Relates to #48183 and #44135

elasticmachine · 2020-01-07T21:52:46Z

Pinging @elastic/es-core-features (:Core/Features/ILM+SLM)

andreidan · 2020-01-07T21:53:02Z

@dakrone what are your thoughts on this?

dakrone · 2020-01-07T22:18:28Z

I took a brief look. I think maybe we should separate this and support the parameter on the regular Rollover API (right now it's only accessible from the Transport layer I think?). Once that is available. I think splitting the steps on the ILM side sounds like a good idea to me. We need to make sure to default to the current behavior for the Rollover API though, to make sure we don't accidentally make a breaking change.

andreidan · 2020-01-08T10:26:51Z

@dakrone the regular Rollover API supports `wait_for_active_shards" as a query parameter and the rollover client api supports it as well ( https://github.com/elastic/elasticsearch/blob/master/server/src/main/java/org/elasticsearch/action/admin/indices/rollover/RolloverRequestBuilder.java#L101 )

Are you thinking of exposing this as a parameter in the ILM Rollover action configuration or something else?
ie.

"hot": {                      
        "actions": {
          "rollover": {             
            "max_size": "50GB",
            "max_age": "30d",
            "wait_for_active_shards": 2
          }
        }

I'm not sure we should do this as we didn't see interest into something like this and it also requires validating which we can't perform (the value must not be larger than the number of primaries + replicas but this is a policy definition that can be applied to any index - and then the templates for the rolled index can make this even more complex)

dakrone · 2020-01-08T17:53:36Z

Are you thinking of exposing this as a parameter in the ILM Rollover action configuration or something else?
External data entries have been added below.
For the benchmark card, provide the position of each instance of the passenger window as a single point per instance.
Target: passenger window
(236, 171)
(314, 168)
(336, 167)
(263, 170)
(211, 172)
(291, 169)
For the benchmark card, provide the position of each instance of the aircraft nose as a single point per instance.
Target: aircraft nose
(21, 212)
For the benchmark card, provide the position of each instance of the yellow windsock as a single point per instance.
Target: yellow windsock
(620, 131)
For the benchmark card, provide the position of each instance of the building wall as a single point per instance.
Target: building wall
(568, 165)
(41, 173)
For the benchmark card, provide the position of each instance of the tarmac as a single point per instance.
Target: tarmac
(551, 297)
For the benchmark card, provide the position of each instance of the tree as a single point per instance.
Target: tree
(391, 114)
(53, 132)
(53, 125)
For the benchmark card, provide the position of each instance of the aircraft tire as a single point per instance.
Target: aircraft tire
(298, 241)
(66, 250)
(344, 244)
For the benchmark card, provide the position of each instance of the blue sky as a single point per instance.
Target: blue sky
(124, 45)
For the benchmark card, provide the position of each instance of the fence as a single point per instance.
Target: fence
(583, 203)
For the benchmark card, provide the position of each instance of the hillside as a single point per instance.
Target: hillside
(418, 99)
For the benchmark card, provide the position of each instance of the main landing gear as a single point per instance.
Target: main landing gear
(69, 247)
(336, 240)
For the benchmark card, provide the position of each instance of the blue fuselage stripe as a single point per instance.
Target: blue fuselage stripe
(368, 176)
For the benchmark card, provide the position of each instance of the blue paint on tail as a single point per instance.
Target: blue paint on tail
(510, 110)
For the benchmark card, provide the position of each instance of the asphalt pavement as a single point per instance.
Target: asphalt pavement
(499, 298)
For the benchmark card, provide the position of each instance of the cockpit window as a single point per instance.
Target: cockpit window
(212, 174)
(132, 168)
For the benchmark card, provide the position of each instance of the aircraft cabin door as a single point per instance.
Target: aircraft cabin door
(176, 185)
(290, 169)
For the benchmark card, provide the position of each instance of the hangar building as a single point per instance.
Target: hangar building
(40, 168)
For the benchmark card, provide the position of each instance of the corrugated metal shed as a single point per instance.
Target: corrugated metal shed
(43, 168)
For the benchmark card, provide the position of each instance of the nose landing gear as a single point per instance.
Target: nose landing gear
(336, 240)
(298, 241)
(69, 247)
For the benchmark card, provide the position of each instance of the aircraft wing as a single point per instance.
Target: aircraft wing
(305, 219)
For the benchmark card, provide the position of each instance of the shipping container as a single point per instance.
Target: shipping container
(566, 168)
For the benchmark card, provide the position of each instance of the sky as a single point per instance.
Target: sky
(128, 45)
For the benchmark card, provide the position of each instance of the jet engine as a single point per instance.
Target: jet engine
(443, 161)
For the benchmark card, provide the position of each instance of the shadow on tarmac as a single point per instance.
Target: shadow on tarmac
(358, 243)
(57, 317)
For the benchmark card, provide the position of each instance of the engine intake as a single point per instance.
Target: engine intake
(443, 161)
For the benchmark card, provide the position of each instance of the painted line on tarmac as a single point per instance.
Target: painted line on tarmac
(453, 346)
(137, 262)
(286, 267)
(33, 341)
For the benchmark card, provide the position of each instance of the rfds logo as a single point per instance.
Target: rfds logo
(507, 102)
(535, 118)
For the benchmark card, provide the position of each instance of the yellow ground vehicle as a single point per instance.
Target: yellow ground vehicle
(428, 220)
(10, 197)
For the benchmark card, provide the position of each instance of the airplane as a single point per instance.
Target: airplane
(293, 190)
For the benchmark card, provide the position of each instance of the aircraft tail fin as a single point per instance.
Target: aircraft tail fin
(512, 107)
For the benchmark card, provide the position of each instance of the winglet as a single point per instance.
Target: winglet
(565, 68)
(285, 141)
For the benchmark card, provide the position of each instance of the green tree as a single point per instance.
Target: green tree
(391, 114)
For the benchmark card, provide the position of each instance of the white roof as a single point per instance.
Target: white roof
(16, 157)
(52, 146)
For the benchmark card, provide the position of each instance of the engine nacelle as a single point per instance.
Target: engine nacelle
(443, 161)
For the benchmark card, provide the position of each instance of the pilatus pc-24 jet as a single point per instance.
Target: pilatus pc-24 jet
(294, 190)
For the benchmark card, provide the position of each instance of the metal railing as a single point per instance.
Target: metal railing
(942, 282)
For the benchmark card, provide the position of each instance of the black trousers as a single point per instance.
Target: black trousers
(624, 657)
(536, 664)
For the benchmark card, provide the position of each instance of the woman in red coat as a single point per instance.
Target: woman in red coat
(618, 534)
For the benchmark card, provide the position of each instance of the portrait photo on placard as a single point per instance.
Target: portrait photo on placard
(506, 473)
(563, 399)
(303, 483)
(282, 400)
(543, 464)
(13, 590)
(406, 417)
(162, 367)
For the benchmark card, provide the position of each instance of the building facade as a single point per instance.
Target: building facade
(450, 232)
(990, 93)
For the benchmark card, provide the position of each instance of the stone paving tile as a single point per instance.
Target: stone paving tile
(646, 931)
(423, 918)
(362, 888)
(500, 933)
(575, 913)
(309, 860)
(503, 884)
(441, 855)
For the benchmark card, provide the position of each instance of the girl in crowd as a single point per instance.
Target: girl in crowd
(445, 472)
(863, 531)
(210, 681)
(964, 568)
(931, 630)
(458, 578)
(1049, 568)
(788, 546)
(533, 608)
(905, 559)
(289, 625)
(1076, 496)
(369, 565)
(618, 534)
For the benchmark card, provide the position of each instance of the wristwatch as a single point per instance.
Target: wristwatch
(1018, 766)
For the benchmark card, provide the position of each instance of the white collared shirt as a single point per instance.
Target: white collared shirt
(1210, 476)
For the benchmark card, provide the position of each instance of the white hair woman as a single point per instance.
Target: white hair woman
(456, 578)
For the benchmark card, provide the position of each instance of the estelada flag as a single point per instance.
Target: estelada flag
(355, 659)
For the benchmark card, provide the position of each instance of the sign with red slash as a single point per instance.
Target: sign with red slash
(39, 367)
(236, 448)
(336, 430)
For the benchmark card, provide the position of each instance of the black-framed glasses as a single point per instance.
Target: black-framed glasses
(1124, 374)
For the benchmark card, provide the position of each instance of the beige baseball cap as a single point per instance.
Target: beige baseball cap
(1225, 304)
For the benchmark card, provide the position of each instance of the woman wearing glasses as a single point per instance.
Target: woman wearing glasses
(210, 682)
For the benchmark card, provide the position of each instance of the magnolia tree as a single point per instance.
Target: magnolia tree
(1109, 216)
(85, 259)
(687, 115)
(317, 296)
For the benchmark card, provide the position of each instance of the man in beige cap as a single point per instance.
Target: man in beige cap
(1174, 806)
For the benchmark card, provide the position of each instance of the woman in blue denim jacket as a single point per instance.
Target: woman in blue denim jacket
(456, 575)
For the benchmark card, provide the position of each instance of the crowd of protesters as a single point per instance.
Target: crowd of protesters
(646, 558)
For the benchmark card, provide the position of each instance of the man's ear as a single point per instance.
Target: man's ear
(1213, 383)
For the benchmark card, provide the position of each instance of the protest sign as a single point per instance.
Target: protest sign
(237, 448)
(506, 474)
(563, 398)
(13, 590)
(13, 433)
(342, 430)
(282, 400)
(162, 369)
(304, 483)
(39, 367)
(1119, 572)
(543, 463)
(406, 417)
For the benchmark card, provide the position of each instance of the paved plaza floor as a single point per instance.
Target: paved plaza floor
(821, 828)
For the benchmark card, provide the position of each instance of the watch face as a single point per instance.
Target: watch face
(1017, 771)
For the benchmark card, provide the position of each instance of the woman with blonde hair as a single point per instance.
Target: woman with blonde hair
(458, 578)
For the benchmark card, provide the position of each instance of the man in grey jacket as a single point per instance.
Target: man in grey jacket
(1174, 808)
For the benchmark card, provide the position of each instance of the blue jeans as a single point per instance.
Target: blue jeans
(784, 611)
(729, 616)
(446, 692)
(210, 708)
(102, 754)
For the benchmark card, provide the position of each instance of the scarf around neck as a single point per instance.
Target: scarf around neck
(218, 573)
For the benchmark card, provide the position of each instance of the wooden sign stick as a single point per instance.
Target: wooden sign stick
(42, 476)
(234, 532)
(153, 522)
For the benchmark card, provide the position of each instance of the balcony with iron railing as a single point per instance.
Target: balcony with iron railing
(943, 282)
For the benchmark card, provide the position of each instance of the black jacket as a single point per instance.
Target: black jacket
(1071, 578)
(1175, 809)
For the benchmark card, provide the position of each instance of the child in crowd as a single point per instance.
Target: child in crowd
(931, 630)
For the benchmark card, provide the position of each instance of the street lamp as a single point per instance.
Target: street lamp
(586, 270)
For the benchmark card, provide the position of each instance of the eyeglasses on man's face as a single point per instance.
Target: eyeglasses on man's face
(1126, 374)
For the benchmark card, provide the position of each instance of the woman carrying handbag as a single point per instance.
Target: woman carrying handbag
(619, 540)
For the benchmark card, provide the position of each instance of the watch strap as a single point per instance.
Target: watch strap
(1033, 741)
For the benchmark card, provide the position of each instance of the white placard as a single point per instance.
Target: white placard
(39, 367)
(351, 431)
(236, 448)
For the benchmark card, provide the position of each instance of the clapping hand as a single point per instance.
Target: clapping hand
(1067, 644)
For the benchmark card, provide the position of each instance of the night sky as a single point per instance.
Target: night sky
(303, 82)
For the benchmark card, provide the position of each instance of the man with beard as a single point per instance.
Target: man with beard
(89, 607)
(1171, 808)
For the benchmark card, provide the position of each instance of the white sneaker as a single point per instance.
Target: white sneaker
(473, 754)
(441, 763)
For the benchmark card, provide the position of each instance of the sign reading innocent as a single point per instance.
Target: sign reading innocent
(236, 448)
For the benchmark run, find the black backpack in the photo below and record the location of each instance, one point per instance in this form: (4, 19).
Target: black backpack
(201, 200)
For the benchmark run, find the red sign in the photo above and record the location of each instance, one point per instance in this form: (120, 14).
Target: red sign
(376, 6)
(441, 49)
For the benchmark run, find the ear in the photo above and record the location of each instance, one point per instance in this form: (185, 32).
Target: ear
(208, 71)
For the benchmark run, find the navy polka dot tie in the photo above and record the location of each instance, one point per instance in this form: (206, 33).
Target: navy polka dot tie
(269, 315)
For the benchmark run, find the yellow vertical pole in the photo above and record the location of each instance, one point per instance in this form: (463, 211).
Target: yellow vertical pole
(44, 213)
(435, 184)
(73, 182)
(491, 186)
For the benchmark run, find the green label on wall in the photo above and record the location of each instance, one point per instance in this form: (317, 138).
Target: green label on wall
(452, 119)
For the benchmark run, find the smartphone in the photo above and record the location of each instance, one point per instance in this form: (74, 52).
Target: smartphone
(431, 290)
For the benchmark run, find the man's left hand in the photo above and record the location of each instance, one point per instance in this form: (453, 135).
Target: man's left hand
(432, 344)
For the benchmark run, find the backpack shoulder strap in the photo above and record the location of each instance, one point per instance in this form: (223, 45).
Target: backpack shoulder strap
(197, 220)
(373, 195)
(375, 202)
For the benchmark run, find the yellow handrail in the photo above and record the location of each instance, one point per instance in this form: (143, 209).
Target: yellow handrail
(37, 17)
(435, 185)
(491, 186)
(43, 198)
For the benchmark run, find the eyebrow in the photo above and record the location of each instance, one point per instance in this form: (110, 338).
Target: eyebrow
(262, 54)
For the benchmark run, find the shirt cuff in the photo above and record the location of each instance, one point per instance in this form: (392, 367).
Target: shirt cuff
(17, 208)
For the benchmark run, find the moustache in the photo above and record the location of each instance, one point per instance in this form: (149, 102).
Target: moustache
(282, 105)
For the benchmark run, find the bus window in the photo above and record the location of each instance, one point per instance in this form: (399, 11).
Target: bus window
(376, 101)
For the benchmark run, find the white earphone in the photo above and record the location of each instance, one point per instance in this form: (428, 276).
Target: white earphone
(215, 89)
Ah no! I didn't realize we had already exposed it (since only the setter was added in the actual change). If we already support it then splitting the two sounds good to me.

andreidan · 2020-01-15T13:17:19Z

@elasticmachine update branch

andreidan · 2020-01-15T17:46:39Z

@elasticmachine update branch

dakrone

Thanks Andrei, I left a couple of comments!

x-pack/plugin/core/src/main/java/org/elasticsearch/xpack/core/ilm/RolloverStep.java

x-pack/plugin/core/src/main/java/org/elasticsearch/xpack/core/ilm/WaitForActiveShardsStep.java

andreidan · 2020-01-16T12:47:46Z

@elasticmachine update branch

andreidan · 2020-01-16T13:54:39Z

@elasticmachine update branch

andreidan · 2020-01-16T17:53:39Z

x-pack/plugin/core/src/main/java/org/elasticsearch/xpack/core/ilm/WaitForActiveShardsStep.java

+            // if the rollover was not performed on a write index alias, the alias will be moved to the new index and it will be the only
+            // index this alias points to
+            List<IndexMetaData> indices = alias.getIndices();
+            assert indices.size() == 1 : "when performing rollover on alias with is_write_index = false the alias must point to only " +


this assertion doesn't stand in a CCR environment

coming up with the fix by parsing the number from the index name and finding the rolled index by "max number"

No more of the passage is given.